Caddy has a unique combination of dialogue and silence, of presence, and absence. Gwin C Monrose theorizes that as readers we are like Benjy, trying to say Caddy, but are unable; and that Faulkner’s feelings of frustration and failure stem from trying to portray a female character through a male perception. Faulkner himself admits to writing about Caddy as the sister he never had, and the daughter he lost as infant. When asked about why she wrote of her the way he did, and why she doesn’t have her own narrative section, he says:

         “That’s a good question, the explanation of that whole book is in that. It began with the picture of the little girl’s muddy drawers, climbing that tree to look in the parlor window with her brothers that didn’t have the courage to climb the tree waiting to see what she saw. And I tried to tell it with one brother, that wasn’t enough. I tried with another brother, that wasn’t enough. I tried with the third brother, because Caddy was still to me too beautiful and too moving to reduce her to telling what was going on, and that it would be more passionate to see her through somebody else’s eyes…to me she was the beautiful one, she was my heart’s darling. That’s what I wrote the book about and I used the tools which seemed to me the proper tools to try to tell, try to draw the picture of Caddy.”

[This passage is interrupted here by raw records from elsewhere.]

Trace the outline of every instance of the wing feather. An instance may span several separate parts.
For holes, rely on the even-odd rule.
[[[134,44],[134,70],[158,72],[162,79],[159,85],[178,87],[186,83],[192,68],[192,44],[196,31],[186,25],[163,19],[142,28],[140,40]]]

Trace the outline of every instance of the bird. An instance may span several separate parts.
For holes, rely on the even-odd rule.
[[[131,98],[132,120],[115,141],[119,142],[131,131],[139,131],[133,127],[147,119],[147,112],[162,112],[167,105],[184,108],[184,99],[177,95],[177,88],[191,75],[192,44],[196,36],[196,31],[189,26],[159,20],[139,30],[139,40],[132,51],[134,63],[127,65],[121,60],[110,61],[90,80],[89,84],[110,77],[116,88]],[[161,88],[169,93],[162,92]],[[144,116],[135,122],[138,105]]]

Many critics, such as Gwin Monrose and Catherine Baum, fully praise the status of Caddy as a heroine. Baum suggests that the order of the four sections of the novel are a chronology of Caddy’s life: childhood, adolescence, womanhood. Both observe her compassionate maternal qualities, which are fully present in Benjy’s section of the novel. “Within Benjy’s narrative, Caddy speaks and acts maternally; she goes from a child to a mother, one he needs, reaffirming the maternal space connecting them (Monrose 408).” For Benjy, Caddy is the loving mother he never had, and when she is gone, represents loss itself.

Caddy’s compassion and selflessness are also obvious in Quentin section of narration. They have a very close relationship, each confiding in the other. Dalton Ames observes that Caddy speaks of Quentin as much as Quentin speaks of her, and says he would be jealous if they weren’t brother and sister. For Quentin, Caddy is obsession itself, and struggles with his view of her in incestuous context. Caddy however, doesn’t share the incestuous thoughts that Quentin has of her. In his post WWII appendix, Faulkner writes of Caddy’s love for her doomed brother Quentin:

 “Doomed and knew it; accepted the doom without either seeking or fleeing from it. Loved her brother despite him…she love him in spite of but because of the fact that he himself was incapable of love.”

Jason’s view of Caddy is one of disgust and whoredom, and is best summed up by the opening line of his narrative section, “once a bitch always a bitch, what I say.” Jason view of Caddy starkly contrasts Benjy and Quentin’s, which Douglas Hill Jr. feels “strengthens for the reader the view of Caddy in the previous narratives.” Jason cruelly mocks Caddy, and refuses to let her see her daughter, threatening to take her away or to send Benjy to an asylum in Jackson. Sally Page says that Caddy’s “exasperation with Jason makes her like, as Jason says, ‘a toy that’s wound up too tight and about to burst all to pieces.’ As Jason puts it, Caddy has nothing at stake, and her realization that she has lost everything breaks her.”

Baum also explores how Caddy’s admirable qualities: courage, curiosity, independence, and self-reliance which make her “beautiful and moving;” and how her eventual loss of these qualities is the true tragedy of the novel. Her complete selflessness ultimately leads to her downfall because of how everyone takes advantage of her. Baum traces the change in Caddy’s character through the relationships with all the men in her life: Benjy, Charlie, Dalton, Quentin, Herbert, Jason, and the Nazi general. By the end of the story Caddy has lost everything she loved, and her once great ability to love. “The wasteful loss of Caddy’s great capacity for compassion and sacrifice makes her fate the most unbearable and tragic doom in ‘The Sound and the Fury (Baum).”